Even without granting Ukraine full NATO membership, however, it is possible that some NATO states could band together to form a fighting force capable of convincing any future Russian leader that another war with Ukraine is not worth the cost to the Kremlin.
"I wouldn't take off the table the prospect that a coalition of states short of the full NATO alliance would give Ukraine full, meaningful guarantees that they would physically intervene in response to a future Russian attack," Kagan noted. "But even without that kind of robust commitment, after Putin, I think it's going to be a very long time before any Russian leader convinces himself of the idea that Ukrainians will not fight back against an invasion."
In Ukraine itself, however, anything short of an Article V guarantee may be seen as an unreliable mechanism for deterring future Russian aggression, even after Vladimir Putin is, inevitably, no longer in the Kremlin.
"Putin has demonstrated that he respects the NATO alliance's commitment to Article V," the Ukrainian analyst Bieleskov said. "Despite the fact that everyone agrees that it would be very difficult for NATO to defend the Baltic states from a Russian attack, Putin has never credibly threatened to trigger Article V there. In the face of public calls from his foreign policy so-called 'experts,' he has also refrained from conducting strikes on logistical hubs delivering military aid from Poland to Ukraine."
The recent history between Russia and Ukraine suggests that, no matter how many modern weapons systems the West ships to Kyiv, and no matter how many Ukrainian battalions undergo training courses in Germany or the U.K., nothing short of a full security "guarantee" will be enough to allow Ukrainians to live in peace.
For nearly eight years leading up to the start of Russia's full-scale invasion on February 24, 2022, Ukrainian forces had been demonstrating that they were willing and able to fend off attacks from Russian-backed militias and Russian active duty units fighting in the Donbas. Despite that fresh history, the Kremlin leadership somehow still saw Kyiv as a ripe military target.
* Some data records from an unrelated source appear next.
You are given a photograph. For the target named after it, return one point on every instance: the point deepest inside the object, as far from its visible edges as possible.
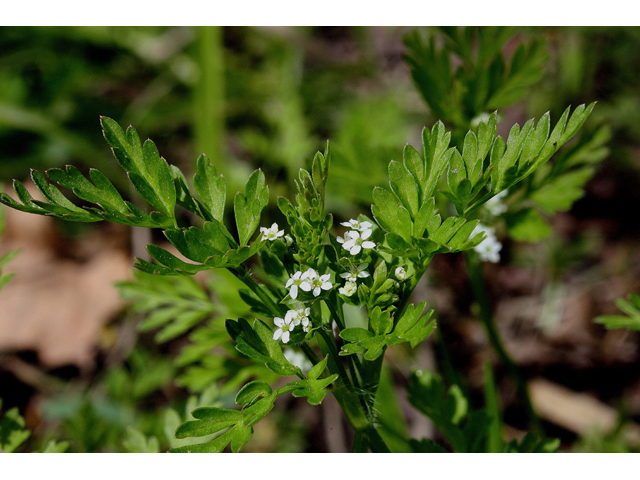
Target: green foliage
(7, 257)
(413, 327)
(136, 442)
(483, 79)
(464, 429)
(631, 319)
(532, 444)
(12, 430)
(292, 281)
(555, 186)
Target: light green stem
(209, 124)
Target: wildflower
(299, 316)
(359, 272)
(356, 225)
(489, 248)
(495, 206)
(271, 233)
(346, 237)
(357, 242)
(297, 359)
(284, 327)
(312, 281)
(349, 289)
(293, 283)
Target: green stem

"Whatever capabilities Ukraine had prior to February 24, they were not enough to persuade a dictator not to invade," Bielieskov said. "It is very difficult to persuade a dictator, which is why, once the war is over and Ukraine's control over its borders is secure, an Article V guarantee will be the clearest demonstration to Russia that they have nothing to gain by going to war with Ukraine ever again."